So, after 15 years of dedicated service, I left work six weeks ago and am now enjoying being a lady of leisure. Whilst I was miserably serving my full, four months, notice, there was excited talk about my taking on bits and pieces of work ad hoc to bring in a little extra dosh. However, the longer I have spent at home the less inclined I am to start looking, and, if I’m truthful, am hoping that nothing turns up.

I am in the very happy and fortunate position that my not working does not mean destitution. My husband is a high earner, kids are independent, and we’ve paid off our mortgage. My income was generally being saved for our retirement and treats, such as expensive holidays to far flung and exotic places. So some income for me would be nice, but not necessarily essential.

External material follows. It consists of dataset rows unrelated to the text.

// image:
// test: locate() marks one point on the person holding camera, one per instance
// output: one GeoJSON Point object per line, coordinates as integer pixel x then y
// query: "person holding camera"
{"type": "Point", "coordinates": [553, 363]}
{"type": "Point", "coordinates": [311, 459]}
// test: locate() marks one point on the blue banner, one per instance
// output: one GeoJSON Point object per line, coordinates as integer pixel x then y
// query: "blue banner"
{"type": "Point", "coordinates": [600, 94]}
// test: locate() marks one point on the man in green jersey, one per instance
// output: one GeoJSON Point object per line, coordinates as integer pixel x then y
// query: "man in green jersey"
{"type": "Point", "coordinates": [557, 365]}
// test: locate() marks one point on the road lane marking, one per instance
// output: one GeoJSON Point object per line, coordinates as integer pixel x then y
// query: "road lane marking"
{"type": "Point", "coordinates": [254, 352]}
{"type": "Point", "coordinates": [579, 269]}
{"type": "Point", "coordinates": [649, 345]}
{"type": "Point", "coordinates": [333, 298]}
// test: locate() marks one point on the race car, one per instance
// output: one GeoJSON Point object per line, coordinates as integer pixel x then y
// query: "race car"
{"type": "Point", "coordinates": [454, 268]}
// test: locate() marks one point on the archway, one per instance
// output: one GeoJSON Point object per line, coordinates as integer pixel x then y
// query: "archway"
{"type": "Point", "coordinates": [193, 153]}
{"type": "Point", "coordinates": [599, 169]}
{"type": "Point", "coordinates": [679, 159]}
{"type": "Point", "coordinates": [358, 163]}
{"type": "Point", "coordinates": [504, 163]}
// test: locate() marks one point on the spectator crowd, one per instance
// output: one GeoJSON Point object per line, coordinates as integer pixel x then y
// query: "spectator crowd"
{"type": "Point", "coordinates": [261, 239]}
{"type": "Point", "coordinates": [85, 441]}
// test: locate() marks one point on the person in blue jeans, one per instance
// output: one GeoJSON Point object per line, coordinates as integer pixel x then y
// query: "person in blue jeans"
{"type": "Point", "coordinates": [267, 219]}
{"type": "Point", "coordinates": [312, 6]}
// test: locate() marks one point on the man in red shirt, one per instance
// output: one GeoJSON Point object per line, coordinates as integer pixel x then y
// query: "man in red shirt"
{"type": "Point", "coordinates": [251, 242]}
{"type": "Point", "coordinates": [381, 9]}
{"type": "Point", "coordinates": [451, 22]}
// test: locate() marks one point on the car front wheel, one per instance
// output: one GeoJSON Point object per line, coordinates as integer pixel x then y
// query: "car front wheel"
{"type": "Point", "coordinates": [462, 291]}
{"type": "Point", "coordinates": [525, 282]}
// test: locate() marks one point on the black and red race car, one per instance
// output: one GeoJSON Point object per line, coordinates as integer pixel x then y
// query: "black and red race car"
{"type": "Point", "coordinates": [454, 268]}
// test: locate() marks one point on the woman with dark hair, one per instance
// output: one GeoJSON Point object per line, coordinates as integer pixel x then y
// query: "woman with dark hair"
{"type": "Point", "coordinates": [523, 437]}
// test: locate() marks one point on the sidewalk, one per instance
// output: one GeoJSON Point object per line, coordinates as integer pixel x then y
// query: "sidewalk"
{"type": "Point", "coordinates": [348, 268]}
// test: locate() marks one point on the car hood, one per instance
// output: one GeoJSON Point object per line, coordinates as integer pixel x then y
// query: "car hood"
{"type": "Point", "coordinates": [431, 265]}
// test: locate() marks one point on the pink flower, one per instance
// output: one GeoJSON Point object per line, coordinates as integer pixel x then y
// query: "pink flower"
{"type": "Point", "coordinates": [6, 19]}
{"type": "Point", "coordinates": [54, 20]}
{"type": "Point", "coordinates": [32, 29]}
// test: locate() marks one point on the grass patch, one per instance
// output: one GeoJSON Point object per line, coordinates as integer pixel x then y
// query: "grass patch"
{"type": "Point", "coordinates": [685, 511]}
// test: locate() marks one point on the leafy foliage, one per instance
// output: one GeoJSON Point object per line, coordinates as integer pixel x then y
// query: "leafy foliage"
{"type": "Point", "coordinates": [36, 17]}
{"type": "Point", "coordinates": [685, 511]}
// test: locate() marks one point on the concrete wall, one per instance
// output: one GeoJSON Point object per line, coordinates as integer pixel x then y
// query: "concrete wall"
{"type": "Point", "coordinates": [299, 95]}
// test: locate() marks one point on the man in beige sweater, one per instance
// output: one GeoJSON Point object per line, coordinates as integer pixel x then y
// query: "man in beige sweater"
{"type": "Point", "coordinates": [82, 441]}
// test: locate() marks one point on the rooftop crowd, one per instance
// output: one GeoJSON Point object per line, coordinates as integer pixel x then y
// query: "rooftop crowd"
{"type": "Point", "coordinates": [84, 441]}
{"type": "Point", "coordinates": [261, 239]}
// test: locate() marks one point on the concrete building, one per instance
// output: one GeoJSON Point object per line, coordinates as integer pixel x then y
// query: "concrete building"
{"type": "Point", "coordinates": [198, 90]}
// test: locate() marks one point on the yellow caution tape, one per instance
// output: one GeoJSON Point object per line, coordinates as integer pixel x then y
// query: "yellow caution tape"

So far, I’ve managed to keep myself busy all day, every day. People have asked ‘don’t you get bored?’ No. I don’t. I am filling my days with homely, housewifey things. Things only previously done cursorily at weekends. For instance, this morning, I cleaned the windows…vigourously and actually enjoyed it. I’ve baked bread -without the machine. I no longer have outstanding ironing, and the dog is enjoying lots more exercise and attention. I’ve been digging over the garden ready for vegetables next year, and of course, I am writing.

I feel great. I have energy and enthusiasm once more. No longer dragged down into depression by the stress and responsibilities of work, I can be silly again. I have found my lost self.  I was switched off, now I am switched on again.